Страшно кричали матери, прорываясь к детям. В разноголосых их криках явственно прослушивалось одно: «Спалят их… спалят!..»

И, подхваченное детьми, шелестело уже меж детских рядов, сперва шепотком, а потом все громче и все надрывнее: «Спалят, ой, спалят нас… всех попалят…»

— Мне и до сих пор это видится, — рассказывает Ольга Никитична Клименко. — Колонны детей в полосатых хламидах узников. Матери, падающие наземь под ударами. Их предсмертные стоны. И ни на миг не умолкающие рыдания тех, кого удалось охране загнать, запереть в бараках… Каждый нерв начинает дрожать во мне и сейчас, как только вспомню.

Видно, растерялись в тот день освенцимские фюреры разных рангов, если разрешили ей, узнице, говорить с матерями. Впрочем, матери видели в Ольге Никитичне не просто узницу. Детский врач на воле, она и в Освенциме оставалась детским врачом. И, как могла, а вернее, как не могла, спасла детей. Матери верили ей, как себе, в ту пору. А может, и больше, чем себе.

Трудно было бы представить себе трибуну той высоты, на которую должно подняться Ольге Никитичне, чтобы при малом росте ее и при ее хрупкости быть замеченной. Той невиданной мощи рупор, в который должно бы ей говорить, чтобы быть услышанной. Не было: ни трибуны, ни рупора. Надзирательницы приводили ее в бараки к запертым, к теряющим разум от горя матерям. Как ей удавалось пробиться сквозь их отчаяние? Этого я не знаю. А вот что она говорила — это знаю. Потому что каждая из матерей, вспоминая тот день, вспоминает ее слова. Звучали они примерно так: «Матери, слушайте меня! Я пойду сейчас к коменданту. Я буду просить его, чтобы он отправил меня сопровождать детей. Если ваших детей сожгут, то вместе с ними и меня (кто оставит в живых свидетеля — вот что было в подтексте). Если же я вернусь — значит, дети живы…»

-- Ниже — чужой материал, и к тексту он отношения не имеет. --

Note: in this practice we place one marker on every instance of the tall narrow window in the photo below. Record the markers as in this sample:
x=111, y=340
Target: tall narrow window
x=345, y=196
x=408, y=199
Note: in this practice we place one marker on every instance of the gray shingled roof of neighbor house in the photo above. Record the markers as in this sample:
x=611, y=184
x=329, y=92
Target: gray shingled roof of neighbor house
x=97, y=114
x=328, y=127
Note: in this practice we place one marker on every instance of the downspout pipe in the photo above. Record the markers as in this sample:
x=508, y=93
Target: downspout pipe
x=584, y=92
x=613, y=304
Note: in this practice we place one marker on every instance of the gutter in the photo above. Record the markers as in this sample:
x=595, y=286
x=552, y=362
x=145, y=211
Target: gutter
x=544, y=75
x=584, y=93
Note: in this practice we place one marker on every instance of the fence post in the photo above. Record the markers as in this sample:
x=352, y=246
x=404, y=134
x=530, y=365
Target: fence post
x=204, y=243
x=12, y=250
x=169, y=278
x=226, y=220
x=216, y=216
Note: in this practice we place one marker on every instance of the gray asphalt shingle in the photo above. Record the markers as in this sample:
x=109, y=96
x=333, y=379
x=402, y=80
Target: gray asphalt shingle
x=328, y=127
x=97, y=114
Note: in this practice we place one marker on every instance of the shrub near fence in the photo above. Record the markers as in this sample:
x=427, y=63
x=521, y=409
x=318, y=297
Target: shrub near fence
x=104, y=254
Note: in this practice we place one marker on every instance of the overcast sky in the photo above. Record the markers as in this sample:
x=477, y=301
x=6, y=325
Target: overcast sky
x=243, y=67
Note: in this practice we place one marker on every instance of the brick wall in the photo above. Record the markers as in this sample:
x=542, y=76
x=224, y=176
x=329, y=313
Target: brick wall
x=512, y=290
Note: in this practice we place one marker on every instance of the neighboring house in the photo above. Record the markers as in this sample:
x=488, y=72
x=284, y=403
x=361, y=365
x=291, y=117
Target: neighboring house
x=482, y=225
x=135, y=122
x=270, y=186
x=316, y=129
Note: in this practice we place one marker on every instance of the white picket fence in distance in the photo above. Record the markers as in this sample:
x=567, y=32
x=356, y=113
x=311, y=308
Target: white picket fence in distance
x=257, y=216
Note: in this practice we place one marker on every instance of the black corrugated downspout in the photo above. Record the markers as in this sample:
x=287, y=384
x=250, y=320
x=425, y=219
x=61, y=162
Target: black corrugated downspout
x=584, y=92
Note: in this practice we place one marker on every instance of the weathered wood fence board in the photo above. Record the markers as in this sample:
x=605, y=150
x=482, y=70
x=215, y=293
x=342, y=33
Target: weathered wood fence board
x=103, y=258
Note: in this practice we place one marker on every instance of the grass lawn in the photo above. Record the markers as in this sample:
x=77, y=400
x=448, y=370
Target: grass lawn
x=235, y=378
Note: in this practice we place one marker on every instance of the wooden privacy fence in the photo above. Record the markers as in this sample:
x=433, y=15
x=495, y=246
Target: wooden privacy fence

Отдавала она себе отчет, на что решается? Узница, осмелившаяся о чем-то просить! Осмелившаяся обратиться к самому лагер-коменданту! В Освенциме — это было неслыханно. И тем не менее: «Матери, слушайте меня…»

Почему слова ее обнадежили матерей? Разрешат ей сопровождать или нет — разве это могло изменить предрешенную их детям судьбу?!

Но матери утверждают, что с той минуты у них появилась надежда.

Вот и пришло время рассказать подробнее об Ольге Никитичне. Признаюсь, будь моя воля, я бы привела только письма, полученные ею в разное время от разных людей. Потому что перед документальной строгостью этих писем бледнеют, а подчас звучат фальшиво и выспренно все рассказы, все разъяснения.